The Guiding Light
First we have to create a vision and then think of how to go about realizing it. Of course it’s important to look at reality, but unless we have a grand vision and fight with a passionate will for advancement, we won’t accomplish a thing.
Staunch realists tend to become conservative. Preoccupied with immediate realities, they often end up surrendering to those realities.
Ultimately, happiness rests on how you establish a solid sense of self or being. Happiness does not lie in outward appearances nor in vanity. It is a matter of what you feel inside; it is a deep resonance in your life. To be filled each day with a rewarding sense of exhilaration and purpose, a sense of tasks accomplished and deep fulfillment – people who feel this way are happy. Those who have this sense of satisfaction even if they are extremely busy are much happier than those who have time on their hands but feel empty inside.

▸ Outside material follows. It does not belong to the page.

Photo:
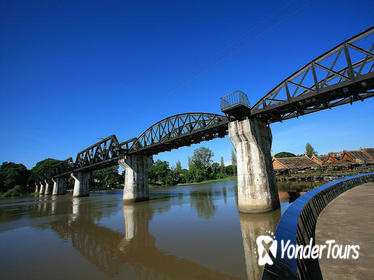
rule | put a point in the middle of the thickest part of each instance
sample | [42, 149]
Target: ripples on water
[189, 232]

Remembering things about a person is an expression of compassion and concern. Forgetfulness shows a lack of compassion, a lack of responsibility.
Strength is happiness. Strength is itself victory. When you wage a struggle, you might win or you might lose. But regardless of the short-term outcome, the very fact of your continuing to struggle is proof of your victory as a human being.
Life is full of unexpected suffering. Even so, as Eleanor Roosevelt says: “If you can live through that, (a difficult situation) you can live through anything. You gain strength, courage and confidence by every experience in which you really stop to look fear in the face… Struggling against great difficulty enables us to develop ourselves tremendously. We can call forth and manifest those abilities lying dormant within us. Difficulty can be a source of dynamic new growth and positive progress.